Another problem related to asking the signatories of the Code (again referring primarily to the platforms) “to have in place appropriate policies and take proportionate actions to mitigate the risks posed by misinformation” is that this may, in some cases, even if in just a few, result in platforms deciding the boundaries of media freedom – or platforms regulating media and journalistic mistakes instead of media and journalists setting the record straight with their audiences. Even if “it is not an aim of the strengthened Code to evaluate the veracity of editorial content”, it may still happen if such measures are implemented under the pillars of the Code, especially considering how broad the concept of “editorial content” is and our inability to define “media” in the digital age. Journalists work under enormous time pressure and, as humans, can make mistakes and get things wrong. As their work easily (and intentionally) gets shared on online platforms, and as legacy media brands are still more trusted (Standard Eurobarometer 94, Media in use) than other emerging sources, they can misinform large audiences. But, is it a good idea to have platforms (even indirectly) acting on media errors, poor journalism, factual mistakes in journalistic pieces, oversimplified stories, and misleading headlines or clickbait (which all may be characterised as misinformation)? Platforms have already censored journalistic content for violating its standards: e.g. removing an iconic and Pulitzer winning image of a naked, 9-year-old girl fleeing napalm bombs during the Vietnam War, as a nudity and child pornography; and blocking various anti-fascist Facebook pages with “editorial content” in the ex-Yugoslav region for including swastikas or Nazi salute, while not understanding (due to local languages) that the text accompanying such photos actually warned on the dangers of raging nationalism in the region. This is to name just a few examples where platforms got things wrong.
As shown by Tsfati et al. (2020) in their review and synthesis of the literature exploring the role of mainstream news media in the dissemination of inaccurate and misleading information, news media in fact can play a significant role in such misinformation.
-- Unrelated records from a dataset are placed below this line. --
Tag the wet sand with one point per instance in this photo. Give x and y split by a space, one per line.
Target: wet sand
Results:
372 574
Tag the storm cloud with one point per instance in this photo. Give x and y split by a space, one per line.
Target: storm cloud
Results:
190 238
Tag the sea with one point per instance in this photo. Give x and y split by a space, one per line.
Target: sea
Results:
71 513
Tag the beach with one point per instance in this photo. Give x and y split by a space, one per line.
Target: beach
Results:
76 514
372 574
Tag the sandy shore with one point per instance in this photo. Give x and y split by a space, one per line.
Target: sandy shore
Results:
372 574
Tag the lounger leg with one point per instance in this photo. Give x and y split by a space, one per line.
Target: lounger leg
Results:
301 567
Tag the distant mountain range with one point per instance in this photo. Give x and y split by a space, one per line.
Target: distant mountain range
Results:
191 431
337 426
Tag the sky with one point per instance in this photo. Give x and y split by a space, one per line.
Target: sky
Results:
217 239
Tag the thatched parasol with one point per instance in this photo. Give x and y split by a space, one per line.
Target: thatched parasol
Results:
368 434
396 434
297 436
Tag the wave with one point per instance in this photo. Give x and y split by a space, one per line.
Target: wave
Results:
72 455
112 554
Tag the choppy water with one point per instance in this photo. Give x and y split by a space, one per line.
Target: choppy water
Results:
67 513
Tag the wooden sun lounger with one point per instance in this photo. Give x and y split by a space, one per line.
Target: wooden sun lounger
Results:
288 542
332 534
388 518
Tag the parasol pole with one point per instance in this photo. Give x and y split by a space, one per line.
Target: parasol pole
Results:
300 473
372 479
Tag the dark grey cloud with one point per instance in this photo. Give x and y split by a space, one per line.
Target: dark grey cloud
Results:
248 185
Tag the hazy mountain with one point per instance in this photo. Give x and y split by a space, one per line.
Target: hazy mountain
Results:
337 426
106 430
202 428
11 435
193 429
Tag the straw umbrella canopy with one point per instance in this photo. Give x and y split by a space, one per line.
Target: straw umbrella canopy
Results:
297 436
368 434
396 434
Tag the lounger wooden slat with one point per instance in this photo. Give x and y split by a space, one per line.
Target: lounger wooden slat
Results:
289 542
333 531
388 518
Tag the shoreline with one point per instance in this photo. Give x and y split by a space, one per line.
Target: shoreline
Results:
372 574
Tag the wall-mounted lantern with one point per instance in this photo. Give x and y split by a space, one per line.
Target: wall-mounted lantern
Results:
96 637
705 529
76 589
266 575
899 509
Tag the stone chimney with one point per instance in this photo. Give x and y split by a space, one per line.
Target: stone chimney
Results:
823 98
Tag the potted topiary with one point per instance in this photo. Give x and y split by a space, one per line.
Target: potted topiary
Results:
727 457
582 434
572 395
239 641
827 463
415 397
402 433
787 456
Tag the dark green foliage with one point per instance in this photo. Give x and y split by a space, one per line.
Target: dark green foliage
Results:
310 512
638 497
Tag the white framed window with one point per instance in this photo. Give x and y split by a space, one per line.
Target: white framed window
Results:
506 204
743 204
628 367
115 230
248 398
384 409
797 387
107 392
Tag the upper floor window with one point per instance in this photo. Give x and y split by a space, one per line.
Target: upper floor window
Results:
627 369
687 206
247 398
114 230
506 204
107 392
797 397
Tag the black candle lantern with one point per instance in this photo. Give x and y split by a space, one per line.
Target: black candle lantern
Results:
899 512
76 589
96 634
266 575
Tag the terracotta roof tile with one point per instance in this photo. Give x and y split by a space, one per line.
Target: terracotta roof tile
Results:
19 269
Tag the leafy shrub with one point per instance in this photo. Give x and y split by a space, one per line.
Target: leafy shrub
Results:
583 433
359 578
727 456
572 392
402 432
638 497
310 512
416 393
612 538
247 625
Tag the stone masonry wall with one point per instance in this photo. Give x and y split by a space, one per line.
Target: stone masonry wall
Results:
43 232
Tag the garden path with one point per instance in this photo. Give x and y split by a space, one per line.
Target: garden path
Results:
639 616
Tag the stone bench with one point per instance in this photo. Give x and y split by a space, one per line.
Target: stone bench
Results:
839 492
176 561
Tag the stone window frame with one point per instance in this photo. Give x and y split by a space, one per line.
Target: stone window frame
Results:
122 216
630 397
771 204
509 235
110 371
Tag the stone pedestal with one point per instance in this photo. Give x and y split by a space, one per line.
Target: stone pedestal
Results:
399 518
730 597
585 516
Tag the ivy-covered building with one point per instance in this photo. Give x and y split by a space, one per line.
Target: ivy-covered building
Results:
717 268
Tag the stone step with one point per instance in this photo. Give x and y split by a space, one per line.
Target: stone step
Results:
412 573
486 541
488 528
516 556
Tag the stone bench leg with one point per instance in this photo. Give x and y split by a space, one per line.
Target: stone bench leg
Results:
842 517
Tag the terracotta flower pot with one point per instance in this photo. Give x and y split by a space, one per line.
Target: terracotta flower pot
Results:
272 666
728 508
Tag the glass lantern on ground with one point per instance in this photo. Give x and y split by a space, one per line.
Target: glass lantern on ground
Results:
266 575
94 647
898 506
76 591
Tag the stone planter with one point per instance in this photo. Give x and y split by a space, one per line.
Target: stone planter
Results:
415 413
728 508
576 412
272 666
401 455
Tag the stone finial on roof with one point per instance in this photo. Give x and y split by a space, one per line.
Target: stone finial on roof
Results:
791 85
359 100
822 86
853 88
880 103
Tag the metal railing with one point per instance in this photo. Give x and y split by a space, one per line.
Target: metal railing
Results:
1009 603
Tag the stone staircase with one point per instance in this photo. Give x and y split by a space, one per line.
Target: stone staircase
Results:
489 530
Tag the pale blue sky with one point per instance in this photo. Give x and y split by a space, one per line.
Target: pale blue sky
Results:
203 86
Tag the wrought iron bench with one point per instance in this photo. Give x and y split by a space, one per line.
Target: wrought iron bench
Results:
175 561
Further to unintentional mistakes, click-baits, and poor journalism, circumstantial evidence presented by Tsfati et al. (2020) suggests that more people learn about fake news stories from mainstream media than from social media. This is in line with Claire Wardle’s Trumpet of Amplification, showing the journey that disinformation often takes – from the anonymous web and closed groups to the professional media who provide it with the most oxygen in terms of reach and impact. Deliberate falsehoods and conspiracies can sneak into the mainstream media because of the lack of verification, but even when the media cover such stories in order to debunk them, parts of the audience can still retain the wrong information due to their selective exposure, these studies suggest. In any case, as journalists use social media as sources of information but also as platforms for distribution or marketing their work, acting on misinformation is particularly sensitive and it should not be done by platforms only. Yet, the media organisations or associations of journalists are not part of the current Code of practice (as its signatories or in other active form), nor has, at the moment, their role in such a way been envisaged in the proposal that seeks to strengthen this instrument in tackling misleading and harmful content online.